Troubleshooting Live Migration
The following steps should help you troubleshoot any hiccups that you might experience:
- First, make sure that you have adhered to the requirements that I listed at the start of this article.
- Check the Event Viewer (Applications and Services Logs > Microsoft > Windows > Hyper-V-VMMW > Admin) for detailed messages.
- Make sure that the IP configuration between the source and target is correct. The servers must be able to communicate. Try pinging the target live-migration IP address from the source server.
- Run the following PowerShell command in an elevated session, to show the IP addresses that are being used for a server and the order in which they are used:
gwmi -n root\virtualization\v2 Msvm_VirtualSystemMigrationService | select MigrationServiceListenerIPAddressList
- Make sure that the Hyper-V (MIG-TCP-In) firewall exception is enabled on the target.
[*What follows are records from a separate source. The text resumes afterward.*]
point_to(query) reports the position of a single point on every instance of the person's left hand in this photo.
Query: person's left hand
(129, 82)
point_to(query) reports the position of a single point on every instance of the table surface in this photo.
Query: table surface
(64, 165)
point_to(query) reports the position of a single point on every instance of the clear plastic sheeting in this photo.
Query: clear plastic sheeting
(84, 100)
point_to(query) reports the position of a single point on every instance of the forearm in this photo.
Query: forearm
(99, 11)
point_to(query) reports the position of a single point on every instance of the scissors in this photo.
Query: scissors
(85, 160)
- The target server must be resolvable by DNS. Try running Nslookup on the target server. Also run
on the target server andipconfig /registerdns
on the source server.ipconfig /flushdns
- On the source server, use the following command to flush the Address Resolution Protocol (ARP) cache:
command arp -d *
- To test connectivity, try a remote Windows Management Instrumentation (WMI) command to the target (the WMI-In firewall exception must be enabled on the target); for example
gwmi -computer <DestinationComputerName> -n root\virtualization\v2 Msvm_VirtualSystemMigrationService
- Change the IP address that is used for live migration. For example, if you're using 10.1.2.0/24, try changing to the specific IP address 10.1.2.1/32. Also check any IPSec configurations or firewalls between the source and target. Check for multiple NICs on the same subnet, which could cause problems; try disabling one if you find any.
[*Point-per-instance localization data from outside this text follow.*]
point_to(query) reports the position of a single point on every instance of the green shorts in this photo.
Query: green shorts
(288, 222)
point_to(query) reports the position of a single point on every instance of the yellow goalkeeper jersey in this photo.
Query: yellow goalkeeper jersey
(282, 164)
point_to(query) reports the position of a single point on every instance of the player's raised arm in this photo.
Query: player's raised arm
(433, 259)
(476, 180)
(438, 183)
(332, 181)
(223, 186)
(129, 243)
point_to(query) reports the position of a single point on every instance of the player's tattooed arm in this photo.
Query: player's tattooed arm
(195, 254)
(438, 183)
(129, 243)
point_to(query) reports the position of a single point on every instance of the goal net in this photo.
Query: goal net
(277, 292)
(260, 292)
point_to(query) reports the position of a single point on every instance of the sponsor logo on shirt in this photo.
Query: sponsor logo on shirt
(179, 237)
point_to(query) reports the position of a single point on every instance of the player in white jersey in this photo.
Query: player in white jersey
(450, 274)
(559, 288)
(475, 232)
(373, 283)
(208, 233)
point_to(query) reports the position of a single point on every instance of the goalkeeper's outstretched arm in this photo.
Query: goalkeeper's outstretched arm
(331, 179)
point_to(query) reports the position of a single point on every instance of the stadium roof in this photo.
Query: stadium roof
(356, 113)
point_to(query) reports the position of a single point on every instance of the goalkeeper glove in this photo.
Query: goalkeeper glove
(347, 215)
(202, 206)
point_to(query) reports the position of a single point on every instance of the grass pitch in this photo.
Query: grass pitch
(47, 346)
- Set authentication to CredSSP and initiate locally from a Hyper-V server. If this solves the issue, then the problem is the Kerberos delegation.
The most common problems that I've seen are a misconfiguration of Kerberos or the IP configuration. Failing to resolve the target server via DNS will also cause problems.
Closing Thoughts and Next Steps
Shared-nothing live migration is the most extreme type of zero-downtime migration. However, there are other types of zero-downtime migration, such as storing VMs on an SMB file share that both Hyper-V hosts can access. This approach transfers memory and device state over the network, without moving the storage. And there is still live migration within a failover cluster, which can use shared SAN-based storage through the CSV file system (CSVFS).
If you're moving a VM between failover clusters or into or out of a failover cluster from a standalone Hyper-V host, you'll need to remove the VM from the cluster before migrating the VM. The good news is that with Server 2012, you can add and remove a VM from a failover cluster without needing to stop the VM -- meaning no downtime to the VM, even when migration with a failover cluster is involved.
Of course, even in a shared-nothing scenario, there is still a shared physical network fabric and a dependence on the VM IP configuration during the move. This is where another Server 2012 feature, Network Virtualization, can open up a world in which VMs can be moved between any hosts in different locations without changing the networking configuration of the VM OS.